As demand for rooibos soars, nature sets limits on farmers' ambitions

A worker of the Rooibos tea Skimmelberg farm carries tea on Wednesday in the Clanwilliam district heavily affected by the current drought.
A worker of the Rooibos tea Skimmelberg farm carries tea on Wednesday in the Clanwilliam district heavily affected by the current drought.

South African farmers are lining up to plant more rooibos tea as demand for the anti-oxidant-rich red brew it produces grows, but a natural limit on suitable land may mean supply will struggle to keep pace.

In 2018, farmers planted almost 65,000 hectares of rooibos, which only grows in a small, drought-stricken part of South Africa's southern tip.

That was up 12 percent on 2017, itself a record year, according to industry body The Rooibos Council.

The global herbal tea market is growing at 7 percent per year, according to data from Euromonitor International, and rooibos - with an established reputation for carrying health-giving properties - is increasingly popular.

Some established farmers expanded their harvests last year while others grew the crop for the first time.

Rooibos processors are trying to project a picture of a maturing industry able to deliver security of supply to global brands like Nestle and Unilever.

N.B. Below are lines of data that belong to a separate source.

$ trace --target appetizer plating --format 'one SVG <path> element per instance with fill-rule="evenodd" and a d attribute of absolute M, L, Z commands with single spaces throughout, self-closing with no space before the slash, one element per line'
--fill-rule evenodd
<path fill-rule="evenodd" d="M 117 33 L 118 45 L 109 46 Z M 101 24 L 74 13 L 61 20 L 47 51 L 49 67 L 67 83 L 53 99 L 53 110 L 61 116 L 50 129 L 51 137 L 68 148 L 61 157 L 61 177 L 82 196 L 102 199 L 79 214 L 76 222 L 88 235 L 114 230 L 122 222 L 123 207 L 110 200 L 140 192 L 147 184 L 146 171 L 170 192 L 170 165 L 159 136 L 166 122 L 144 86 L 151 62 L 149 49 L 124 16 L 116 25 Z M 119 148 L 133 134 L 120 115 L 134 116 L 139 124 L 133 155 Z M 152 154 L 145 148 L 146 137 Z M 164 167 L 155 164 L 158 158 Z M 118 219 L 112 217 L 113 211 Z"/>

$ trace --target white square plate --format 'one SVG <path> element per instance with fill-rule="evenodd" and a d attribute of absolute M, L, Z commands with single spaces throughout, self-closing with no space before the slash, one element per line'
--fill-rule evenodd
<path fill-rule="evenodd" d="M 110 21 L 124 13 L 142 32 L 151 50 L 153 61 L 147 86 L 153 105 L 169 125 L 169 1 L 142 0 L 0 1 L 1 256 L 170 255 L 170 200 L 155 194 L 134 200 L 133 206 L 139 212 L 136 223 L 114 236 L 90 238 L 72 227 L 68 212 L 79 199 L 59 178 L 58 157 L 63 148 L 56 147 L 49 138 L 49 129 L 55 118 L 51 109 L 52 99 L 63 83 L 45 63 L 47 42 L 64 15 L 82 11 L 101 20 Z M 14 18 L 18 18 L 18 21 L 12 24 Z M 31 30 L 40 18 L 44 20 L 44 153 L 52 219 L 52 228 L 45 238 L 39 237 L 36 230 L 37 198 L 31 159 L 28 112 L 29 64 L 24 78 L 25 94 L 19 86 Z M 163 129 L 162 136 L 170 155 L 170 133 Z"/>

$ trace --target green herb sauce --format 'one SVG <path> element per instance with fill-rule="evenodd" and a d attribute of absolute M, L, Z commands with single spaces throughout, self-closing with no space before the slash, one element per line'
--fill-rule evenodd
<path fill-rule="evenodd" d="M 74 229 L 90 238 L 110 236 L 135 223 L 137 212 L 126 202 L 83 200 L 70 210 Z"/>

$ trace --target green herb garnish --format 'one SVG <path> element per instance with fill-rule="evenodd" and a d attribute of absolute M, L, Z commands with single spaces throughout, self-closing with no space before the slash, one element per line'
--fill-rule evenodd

Years of dry weather throttled yields and pushed the price of the tea up by 18.5 percent in 2018, but some producers now expect supplies to replenish, helping them venture into new markets including in Asia and the Middle East.

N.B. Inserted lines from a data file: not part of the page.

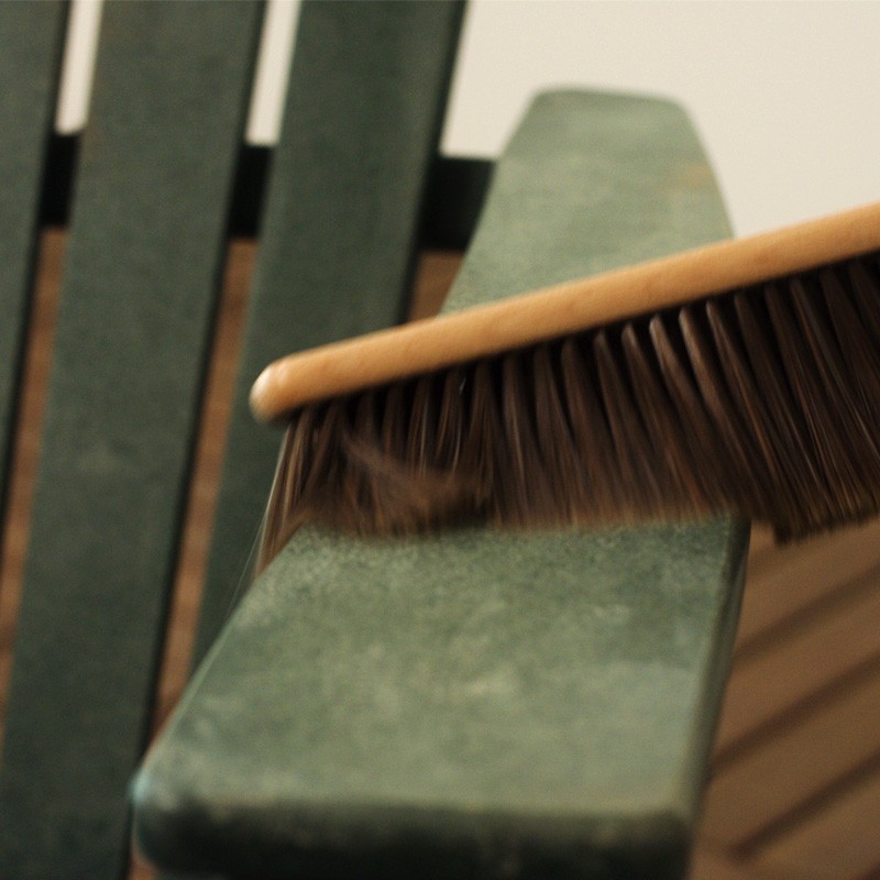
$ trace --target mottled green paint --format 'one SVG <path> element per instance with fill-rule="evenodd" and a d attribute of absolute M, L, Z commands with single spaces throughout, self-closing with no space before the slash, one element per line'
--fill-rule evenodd
<path fill-rule="evenodd" d="M 547 95 L 451 304 L 726 233 L 678 108 Z M 746 536 L 304 530 L 138 778 L 142 846 L 242 877 L 682 877 Z"/>
<path fill-rule="evenodd" d="M 462 3 L 306 2 L 274 151 L 196 653 L 243 579 L 278 436 L 248 394 L 276 358 L 405 314 Z"/>
<path fill-rule="evenodd" d="M 261 12 L 102 12 L 0 761 L 4 880 L 127 865 Z"/>

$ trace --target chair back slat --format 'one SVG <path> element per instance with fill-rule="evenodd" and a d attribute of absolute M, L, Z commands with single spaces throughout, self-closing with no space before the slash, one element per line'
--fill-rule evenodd
<path fill-rule="evenodd" d="M 262 8 L 108 3 L 0 765 L 4 878 L 117 878 Z"/>
<path fill-rule="evenodd" d="M 0 4 L 0 517 L 65 13 L 59 2 Z"/>
<path fill-rule="evenodd" d="M 196 656 L 242 576 L 278 438 L 248 414 L 284 353 L 402 319 L 463 4 L 305 2 L 273 158 Z"/>

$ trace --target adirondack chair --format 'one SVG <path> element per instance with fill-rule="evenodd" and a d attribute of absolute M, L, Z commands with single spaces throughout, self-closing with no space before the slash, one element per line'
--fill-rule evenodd
<path fill-rule="evenodd" d="M 64 15 L 0 7 L 3 462 Z M 204 661 L 135 776 L 230 211 L 260 201 L 242 131 L 261 7 L 106 9 L 7 700 L 3 880 L 123 875 L 133 776 L 139 846 L 175 873 L 684 875 L 743 524 L 380 542 L 306 530 L 224 622 L 278 441 L 246 411 L 254 375 L 400 320 L 419 248 L 470 238 L 487 167 L 437 155 L 461 20 L 452 2 L 304 4 Z M 493 174 L 450 305 L 727 232 L 679 109 L 548 94 Z"/>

Dawie de Villiers, managing director of processor Cape Natural, told Reuters his firm's investments in recent years had focused on supply, but that could now shift to the other end of the pipeline: building its client base and entering new markets.

"We haven't done that for a long time," he said.

Martin Bergh, boss of the largest processor Rooibos Limited, said he expected this year's crop to be 20-30 percent bigger, giving new impetus to an existing "gentle" push into China and South East Asia.


Wessel Lemmer, senior agricultural economist at lender Absa, said more frequent droughts could mean trouble for the plant, which doesn't tend to be irrigated and relies on specific climatic and soil conditions for survival.

"If they become the norm, we will have a problem," he said, adding some producers were starting to apply irrigation but it was too early to tell if it would be successful.

Hans Moller, who planted rooibos for the first time in 2018 and plans to expand his crop over the next three years, said rooibos was relatively hardy.

One factor that tempted him to farm it was expectations of hefty future demand relayed by existing processors and exporters.

"In the long term most of them predicted that in the... Western Cape we could not produce enough if the demand keeps going," he said.